Insomma da quello che ci è sembrato di capire le risorse umane ed economiche disponibili per questo primo patto permettono per il momento di concentrarsi principalmente su due aspetti: una fase di raccolta dello status quo insieme all’uniformazione dei dati e la formazione di due nuove risorse per il maltrattante. «Stiamo già lavorando e raccogliendo spunti, emergono spontaneamente altre attività e servizi che avranno bisogno di una futura programmazione per un nuovo patto», chiosa Carpanini.

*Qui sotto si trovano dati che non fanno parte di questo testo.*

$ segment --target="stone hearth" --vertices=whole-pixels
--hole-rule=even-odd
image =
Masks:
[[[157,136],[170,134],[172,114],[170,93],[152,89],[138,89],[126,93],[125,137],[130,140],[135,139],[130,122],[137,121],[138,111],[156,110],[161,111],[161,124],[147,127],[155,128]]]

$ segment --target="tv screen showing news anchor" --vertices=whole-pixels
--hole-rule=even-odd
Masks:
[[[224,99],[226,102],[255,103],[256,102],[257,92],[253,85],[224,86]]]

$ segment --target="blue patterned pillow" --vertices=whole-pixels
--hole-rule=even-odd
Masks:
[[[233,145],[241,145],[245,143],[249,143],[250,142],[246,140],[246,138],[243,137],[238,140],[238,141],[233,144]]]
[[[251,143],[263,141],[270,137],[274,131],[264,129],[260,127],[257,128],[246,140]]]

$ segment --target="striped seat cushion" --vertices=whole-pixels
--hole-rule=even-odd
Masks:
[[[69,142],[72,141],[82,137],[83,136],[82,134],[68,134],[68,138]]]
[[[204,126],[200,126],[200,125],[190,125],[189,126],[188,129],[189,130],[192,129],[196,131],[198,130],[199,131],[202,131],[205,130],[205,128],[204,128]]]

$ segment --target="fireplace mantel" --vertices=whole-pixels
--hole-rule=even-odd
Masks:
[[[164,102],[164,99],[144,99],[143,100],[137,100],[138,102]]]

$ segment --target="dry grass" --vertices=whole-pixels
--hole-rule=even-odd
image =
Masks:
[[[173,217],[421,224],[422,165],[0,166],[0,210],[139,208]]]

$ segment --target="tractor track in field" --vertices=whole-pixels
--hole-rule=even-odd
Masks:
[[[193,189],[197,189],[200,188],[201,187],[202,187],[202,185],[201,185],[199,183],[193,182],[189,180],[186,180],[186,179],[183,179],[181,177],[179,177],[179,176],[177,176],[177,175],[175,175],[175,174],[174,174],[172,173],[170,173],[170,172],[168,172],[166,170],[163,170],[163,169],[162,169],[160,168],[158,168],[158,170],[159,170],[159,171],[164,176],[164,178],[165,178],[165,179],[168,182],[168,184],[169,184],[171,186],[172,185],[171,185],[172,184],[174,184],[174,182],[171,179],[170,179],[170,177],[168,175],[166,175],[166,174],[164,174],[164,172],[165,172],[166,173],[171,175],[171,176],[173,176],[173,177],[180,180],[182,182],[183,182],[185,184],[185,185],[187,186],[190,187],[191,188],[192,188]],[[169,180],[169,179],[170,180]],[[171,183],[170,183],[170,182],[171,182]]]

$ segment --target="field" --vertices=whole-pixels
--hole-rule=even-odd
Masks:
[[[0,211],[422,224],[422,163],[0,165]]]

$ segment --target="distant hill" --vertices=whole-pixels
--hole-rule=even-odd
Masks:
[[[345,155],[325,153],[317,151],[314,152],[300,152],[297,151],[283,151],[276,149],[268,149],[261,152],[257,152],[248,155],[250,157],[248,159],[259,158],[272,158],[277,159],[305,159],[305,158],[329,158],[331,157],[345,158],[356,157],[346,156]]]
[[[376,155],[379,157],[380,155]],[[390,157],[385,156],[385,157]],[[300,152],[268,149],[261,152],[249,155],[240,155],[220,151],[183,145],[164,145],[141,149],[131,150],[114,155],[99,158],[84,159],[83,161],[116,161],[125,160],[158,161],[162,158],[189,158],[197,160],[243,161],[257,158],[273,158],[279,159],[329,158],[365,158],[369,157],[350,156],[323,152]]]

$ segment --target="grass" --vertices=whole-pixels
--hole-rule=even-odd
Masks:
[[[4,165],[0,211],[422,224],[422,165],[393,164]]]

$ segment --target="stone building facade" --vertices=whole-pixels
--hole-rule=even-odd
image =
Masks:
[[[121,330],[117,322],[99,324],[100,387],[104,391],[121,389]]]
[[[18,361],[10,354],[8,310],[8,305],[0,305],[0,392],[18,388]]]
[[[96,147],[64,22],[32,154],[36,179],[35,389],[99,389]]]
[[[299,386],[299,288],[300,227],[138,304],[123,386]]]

È ancora presto per dare giudizi su questo ambizioso progetto, lo affermano anche associazioni e Comune. La strada sembra quella giusta, l’importanza di fare rete e sistema e di dare nuova linfa e organizzazione alla lotta alla violenza di genere è fuori discussione. Il percorso intrapreso tuttavia è in salita, le risorse finanziarie restano le medesime degli anni passati (o addirittura si riducono) mentre le realtà coinvolte aumentano, basta questa affermazione per capire che qualche cosa non torna. Il sospetto è che il contributo del 30% chiesto alle associazioni potrebbe rivelarsi troppo oneroso in risorse umane ed economiche. Staremo a vedere.